President Bush signed two Federal disaster declarations in October authorizing the release of grants through the Federal Emergency Management Agency's (FEMA) Public Assistance (PA) program to help these communities recover. These grants are available for local governments, State agencies, Indian tribes, Alaska native villages, and certain private non-profit organizations.
"The Presidential declarations opened the door to FEMA grants that help public entities with reconstruction of their infrastructure," said Bill Lokey, Federal Coordinating Officer for these disasters. "The PA Program strengthens communities which do not have the means or resources to bounce back from a disaster, helping to ensure a community's important public needs are met."
To date, three government entities have applied for help with losses from the Hooper Bay fire, and 12 have initiated project worksheets to recover costs from the August flood.
FEMA's disaster grants to Alaska are based on a 75 percent federal reimbursement, with the State accepting responsibility for the remaining 25 percent.
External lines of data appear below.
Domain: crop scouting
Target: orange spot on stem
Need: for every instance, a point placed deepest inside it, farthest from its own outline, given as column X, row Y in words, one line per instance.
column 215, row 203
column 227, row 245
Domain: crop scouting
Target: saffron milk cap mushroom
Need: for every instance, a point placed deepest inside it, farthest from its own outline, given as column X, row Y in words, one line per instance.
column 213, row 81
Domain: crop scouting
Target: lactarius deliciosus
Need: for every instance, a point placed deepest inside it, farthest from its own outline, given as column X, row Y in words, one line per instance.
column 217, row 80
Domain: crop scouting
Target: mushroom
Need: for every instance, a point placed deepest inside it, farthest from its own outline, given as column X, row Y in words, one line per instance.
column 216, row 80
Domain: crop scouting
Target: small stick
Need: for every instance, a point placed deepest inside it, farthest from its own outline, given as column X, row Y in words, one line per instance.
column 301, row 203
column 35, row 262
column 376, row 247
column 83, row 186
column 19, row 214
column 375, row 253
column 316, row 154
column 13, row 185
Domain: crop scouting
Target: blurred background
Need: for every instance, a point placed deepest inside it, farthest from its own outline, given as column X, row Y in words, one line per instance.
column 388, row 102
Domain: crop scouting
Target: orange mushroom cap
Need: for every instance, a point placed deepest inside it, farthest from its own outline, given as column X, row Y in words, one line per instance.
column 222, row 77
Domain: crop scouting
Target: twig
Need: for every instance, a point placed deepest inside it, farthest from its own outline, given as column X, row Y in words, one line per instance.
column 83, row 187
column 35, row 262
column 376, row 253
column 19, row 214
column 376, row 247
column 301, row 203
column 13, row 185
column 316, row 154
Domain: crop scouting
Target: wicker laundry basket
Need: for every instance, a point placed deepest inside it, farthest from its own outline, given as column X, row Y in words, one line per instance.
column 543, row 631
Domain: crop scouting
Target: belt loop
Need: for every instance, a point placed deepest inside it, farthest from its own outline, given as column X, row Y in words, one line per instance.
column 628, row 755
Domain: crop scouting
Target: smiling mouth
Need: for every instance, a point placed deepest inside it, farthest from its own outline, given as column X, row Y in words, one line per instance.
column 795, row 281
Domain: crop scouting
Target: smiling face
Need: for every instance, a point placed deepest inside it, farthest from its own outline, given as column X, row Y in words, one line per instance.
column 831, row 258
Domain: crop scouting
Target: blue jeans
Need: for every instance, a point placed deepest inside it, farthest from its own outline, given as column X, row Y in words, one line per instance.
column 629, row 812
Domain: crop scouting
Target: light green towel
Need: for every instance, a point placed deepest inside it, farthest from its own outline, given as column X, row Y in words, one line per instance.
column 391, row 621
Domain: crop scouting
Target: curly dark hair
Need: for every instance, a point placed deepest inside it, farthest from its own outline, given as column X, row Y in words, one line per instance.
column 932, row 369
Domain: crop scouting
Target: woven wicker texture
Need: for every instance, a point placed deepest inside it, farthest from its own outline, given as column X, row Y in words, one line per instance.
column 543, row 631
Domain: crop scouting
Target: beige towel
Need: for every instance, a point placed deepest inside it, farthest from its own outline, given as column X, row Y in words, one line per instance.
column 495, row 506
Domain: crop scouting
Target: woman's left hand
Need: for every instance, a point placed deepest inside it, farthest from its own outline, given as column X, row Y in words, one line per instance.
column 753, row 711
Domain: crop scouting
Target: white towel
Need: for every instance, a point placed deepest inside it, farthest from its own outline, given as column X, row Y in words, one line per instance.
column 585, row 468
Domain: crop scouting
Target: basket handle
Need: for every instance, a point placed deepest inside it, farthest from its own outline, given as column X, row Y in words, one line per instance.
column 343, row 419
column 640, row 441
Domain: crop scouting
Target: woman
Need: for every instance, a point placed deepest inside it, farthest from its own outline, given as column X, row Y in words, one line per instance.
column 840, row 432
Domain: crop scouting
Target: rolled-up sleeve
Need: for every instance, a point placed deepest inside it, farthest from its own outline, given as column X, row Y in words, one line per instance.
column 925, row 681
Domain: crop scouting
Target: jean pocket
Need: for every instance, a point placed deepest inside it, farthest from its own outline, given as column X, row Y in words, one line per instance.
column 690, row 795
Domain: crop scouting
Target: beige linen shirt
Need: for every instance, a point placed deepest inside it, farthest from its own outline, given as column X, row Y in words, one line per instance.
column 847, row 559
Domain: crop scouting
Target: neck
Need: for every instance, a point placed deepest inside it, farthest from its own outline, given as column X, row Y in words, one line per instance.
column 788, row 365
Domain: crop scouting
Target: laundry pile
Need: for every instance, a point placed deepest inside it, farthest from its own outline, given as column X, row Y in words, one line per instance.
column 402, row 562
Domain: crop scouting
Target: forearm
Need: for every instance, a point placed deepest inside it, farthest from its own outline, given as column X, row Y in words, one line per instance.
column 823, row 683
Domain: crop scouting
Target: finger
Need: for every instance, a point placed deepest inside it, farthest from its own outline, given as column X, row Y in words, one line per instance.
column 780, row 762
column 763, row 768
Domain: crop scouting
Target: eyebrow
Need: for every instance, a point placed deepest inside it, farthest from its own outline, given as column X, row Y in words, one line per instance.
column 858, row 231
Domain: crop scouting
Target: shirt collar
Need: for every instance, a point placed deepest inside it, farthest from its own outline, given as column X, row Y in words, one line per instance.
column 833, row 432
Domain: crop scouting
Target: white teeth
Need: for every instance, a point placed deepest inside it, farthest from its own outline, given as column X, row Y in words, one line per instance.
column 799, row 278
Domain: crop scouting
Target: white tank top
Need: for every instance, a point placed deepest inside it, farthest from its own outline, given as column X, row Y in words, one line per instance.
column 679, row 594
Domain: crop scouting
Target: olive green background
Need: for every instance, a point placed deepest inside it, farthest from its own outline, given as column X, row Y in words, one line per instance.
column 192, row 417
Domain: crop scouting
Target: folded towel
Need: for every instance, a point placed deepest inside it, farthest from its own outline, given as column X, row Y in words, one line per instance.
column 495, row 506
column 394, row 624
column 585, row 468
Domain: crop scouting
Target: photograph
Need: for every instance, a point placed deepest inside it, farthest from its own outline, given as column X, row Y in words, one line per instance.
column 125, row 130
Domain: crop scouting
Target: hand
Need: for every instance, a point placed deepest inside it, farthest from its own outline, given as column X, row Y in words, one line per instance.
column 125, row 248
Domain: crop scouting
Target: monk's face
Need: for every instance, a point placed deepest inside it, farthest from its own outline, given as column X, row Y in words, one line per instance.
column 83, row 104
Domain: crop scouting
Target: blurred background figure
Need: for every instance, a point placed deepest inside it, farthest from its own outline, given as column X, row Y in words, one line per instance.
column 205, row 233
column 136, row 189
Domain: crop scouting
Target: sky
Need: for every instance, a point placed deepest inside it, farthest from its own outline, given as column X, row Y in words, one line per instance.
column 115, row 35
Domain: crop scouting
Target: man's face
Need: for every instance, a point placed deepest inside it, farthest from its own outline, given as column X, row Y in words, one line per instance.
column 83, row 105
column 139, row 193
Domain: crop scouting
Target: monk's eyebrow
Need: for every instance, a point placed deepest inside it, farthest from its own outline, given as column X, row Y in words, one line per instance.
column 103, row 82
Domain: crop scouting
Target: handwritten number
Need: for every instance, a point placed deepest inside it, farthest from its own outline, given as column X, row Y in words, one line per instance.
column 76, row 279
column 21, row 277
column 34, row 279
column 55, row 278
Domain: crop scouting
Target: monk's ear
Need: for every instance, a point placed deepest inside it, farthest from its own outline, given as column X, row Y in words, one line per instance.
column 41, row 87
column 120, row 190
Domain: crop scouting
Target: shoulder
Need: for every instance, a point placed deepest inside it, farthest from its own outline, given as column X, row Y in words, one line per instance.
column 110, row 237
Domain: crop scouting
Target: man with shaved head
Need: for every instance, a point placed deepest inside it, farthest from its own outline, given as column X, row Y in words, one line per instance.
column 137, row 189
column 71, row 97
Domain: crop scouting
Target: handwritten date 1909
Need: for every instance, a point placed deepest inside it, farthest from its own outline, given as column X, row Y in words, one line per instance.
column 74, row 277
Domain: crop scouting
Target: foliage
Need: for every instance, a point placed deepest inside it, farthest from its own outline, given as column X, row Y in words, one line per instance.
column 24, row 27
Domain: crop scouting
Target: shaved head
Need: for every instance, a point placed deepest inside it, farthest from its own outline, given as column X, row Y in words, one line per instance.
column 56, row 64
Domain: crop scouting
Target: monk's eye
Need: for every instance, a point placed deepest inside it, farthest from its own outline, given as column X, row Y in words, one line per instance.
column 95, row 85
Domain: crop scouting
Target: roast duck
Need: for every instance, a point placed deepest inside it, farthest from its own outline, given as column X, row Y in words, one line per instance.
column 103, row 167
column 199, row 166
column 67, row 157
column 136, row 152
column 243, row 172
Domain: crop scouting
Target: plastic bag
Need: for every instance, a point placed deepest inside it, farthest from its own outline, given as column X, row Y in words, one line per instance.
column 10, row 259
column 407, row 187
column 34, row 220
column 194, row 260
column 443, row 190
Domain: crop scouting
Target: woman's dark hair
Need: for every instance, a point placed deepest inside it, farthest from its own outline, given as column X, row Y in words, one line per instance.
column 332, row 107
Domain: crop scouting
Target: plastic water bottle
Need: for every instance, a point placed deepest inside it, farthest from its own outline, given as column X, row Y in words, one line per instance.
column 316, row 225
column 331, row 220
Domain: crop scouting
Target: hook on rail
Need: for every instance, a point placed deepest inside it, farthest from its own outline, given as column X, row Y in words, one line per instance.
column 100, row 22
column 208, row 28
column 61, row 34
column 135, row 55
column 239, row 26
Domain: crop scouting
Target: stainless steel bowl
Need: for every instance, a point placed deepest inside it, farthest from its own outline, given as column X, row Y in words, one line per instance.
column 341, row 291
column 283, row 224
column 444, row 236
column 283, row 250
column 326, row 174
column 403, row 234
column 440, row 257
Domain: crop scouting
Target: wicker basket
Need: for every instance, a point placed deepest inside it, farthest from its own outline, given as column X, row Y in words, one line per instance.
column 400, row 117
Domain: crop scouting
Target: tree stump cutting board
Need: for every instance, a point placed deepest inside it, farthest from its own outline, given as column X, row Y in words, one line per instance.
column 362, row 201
As eligible projects are approved, FEMA obligates the funds to the State for administration to the applicant.
In addition to disaster recovery, the Public Assistance program further helps communities by encouraging protection from future damage. The program provides assistance to include hazard mitigation measures as part of repairing damaged facilities during the recovery period. Site-specific retrofitting, or other steps taken to protect against future damage, might be included in the work if the applicant can demonstrate a favorable cost-benefit ratio.
FEMA manages federal response and recovery efforts following any national incident, initiates mitigation activities and manages the National Flood Insurance Program. FEMA works closely with State and local emergency managers, law enforcement personnel, firefighters, and other first responders. FEMA became part of the U.S. Department of Homeland Security on March 1, 2003.